# Just Joined Your Family



## Skrew1335 (Feb 23, 2008)

I was so stoked to picker up and today was the day I waited a week and it could'nt have gone any slower. Went this morning to pick up my new 23 KRS and I must say shes a real bueaty.. I just love it, tows like a dream alot better than I had expected. Now we just have to wait for the snow to clear out of our part and we'll break her in rite.. Thanks for all the wonderful topics out there on the site You all dont know how much of a help it was to just use you folks for research purposes.. 
Thanks all!!! Jason and wife


----------



## mswalt (Sep 14, 2004)

Jason,

Congrats on your new Outback!

Welcome to the forum.

Enjoy.

Mark


----------



## RizFam (Feb 25, 2006)

*& CONGRATULATIONS!!!

*
Tami


----------



## Thor (Apr 7, 2004)

Jason

Congrats on your new trailer








Welcome to Outbackers.com








Chime in often.

Thor


----------



## Piecemaker (Nov 15, 2007)

Jason Y








Welcome the the Outbackers site and Congrats on the new tt.

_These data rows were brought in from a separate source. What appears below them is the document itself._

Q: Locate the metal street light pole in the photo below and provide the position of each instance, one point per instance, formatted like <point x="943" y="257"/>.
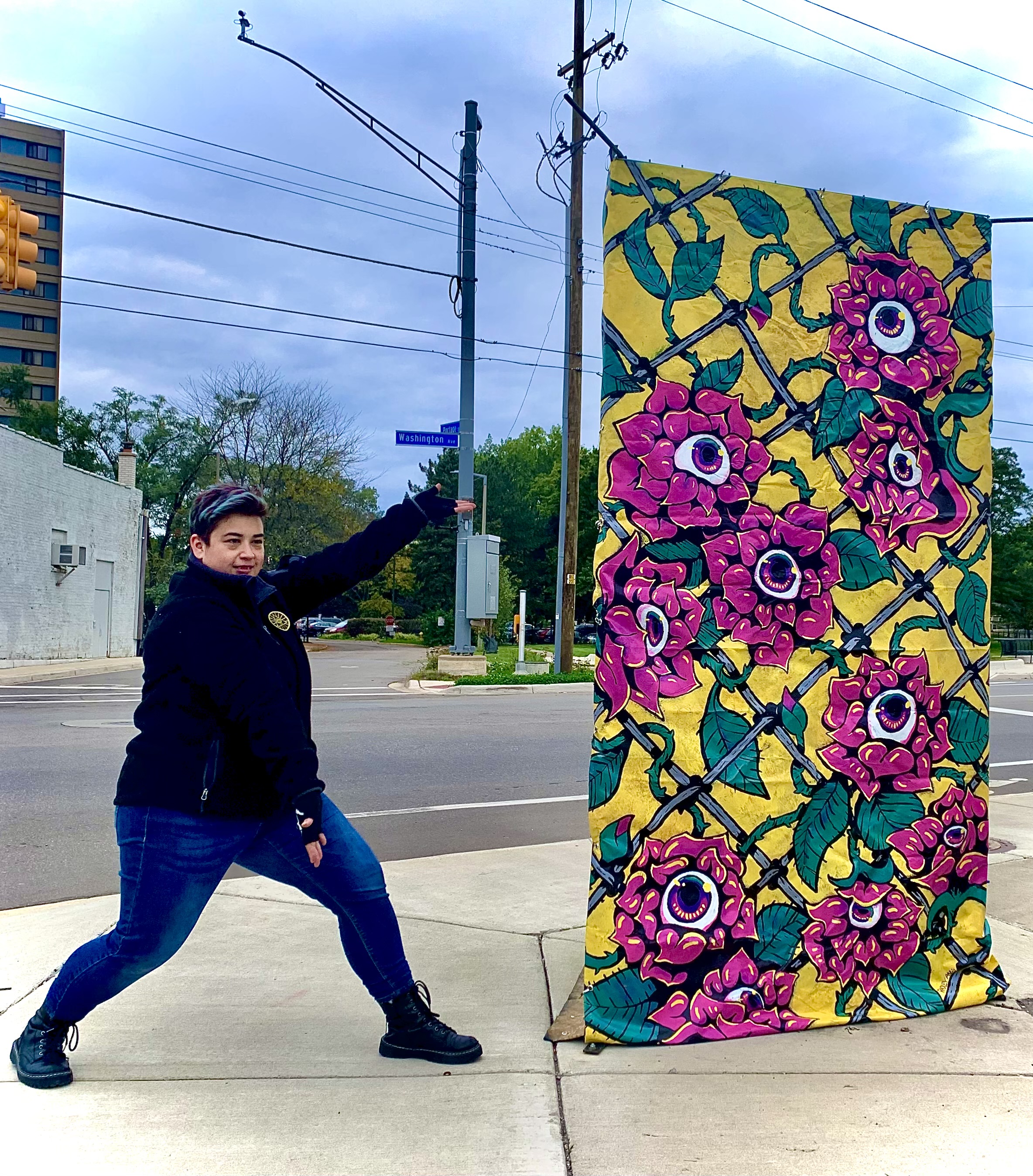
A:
<point x="467" y="278"/>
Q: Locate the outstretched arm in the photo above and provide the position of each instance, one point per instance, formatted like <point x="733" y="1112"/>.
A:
<point x="307" y="581"/>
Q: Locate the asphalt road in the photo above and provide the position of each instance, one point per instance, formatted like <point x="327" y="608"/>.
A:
<point x="382" y="754"/>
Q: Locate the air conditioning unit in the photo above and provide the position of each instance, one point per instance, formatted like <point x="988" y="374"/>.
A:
<point x="67" y="557"/>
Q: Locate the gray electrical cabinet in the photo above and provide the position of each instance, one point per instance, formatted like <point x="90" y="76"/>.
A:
<point x="482" y="576"/>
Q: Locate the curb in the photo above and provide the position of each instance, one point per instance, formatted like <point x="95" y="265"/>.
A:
<point x="23" y="674"/>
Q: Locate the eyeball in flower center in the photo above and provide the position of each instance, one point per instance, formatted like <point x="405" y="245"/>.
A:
<point x="954" y="837"/>
<point x="705" y="457"/>
<point x="691" y="900"/>
<point x="778" y="576"/>
<point x="750" y="998"/>
<point x="864" y="916"/>
<point x="904" y="467"/>
<point x="656" y="627"/>
<point x="891" y="327"/>
<point x="893" y="715"/>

You'll have to let us know what part of the snowy country you are from.

Several rallys coming up this year, hope one will fit your schedule.

Brian


----------



## wolfwood (Sep 19, 2005)

WELCOME to the best site in cyberspace!!!!

Glad you found us.

btw, YOU are now one of US so pull a chair around the campfire and make yourself comfortable!


----------



## john7349 (Jan 13, 2008)

Welcome!






















You'll find lots of useful info and friendly people here!


----------



## camping canuks (Jan 18, 2007)

Welcome aboard


----------



## Lady Di (Oct 28, 2005)

Welcome to the forum!









Enjoy breaking in the 23.


----------



## skippershe (May 22, 2006)

Hi Jason


















AND Congrats on your new Roo!


----------



## HootBob (Apr 26, 2004)

Welcome Jason to the Outback Family
Congrats on the 23KRS
Enjoy all the fun you will have with it

Don


----------



## Chabbie1 (Dec 3, 2006)

A great big Welcome


----------



## Oregon_Camper (Sep 13, 2004)

Welcome...Welcome....Welcome.

Glad you found us. Congrats on the new Outback, I'm sure you're going to love it.


----------



## 'Ohana (May 20, 2007)

Piecemakers said:


> Jason Y
> 
> 
> 
> ...










X 2 on what Brian said, and *Welcome to Outbackers*

Ed


----------



## LewCat (Jan 6, 2008)

WELCOME ABOARD


----------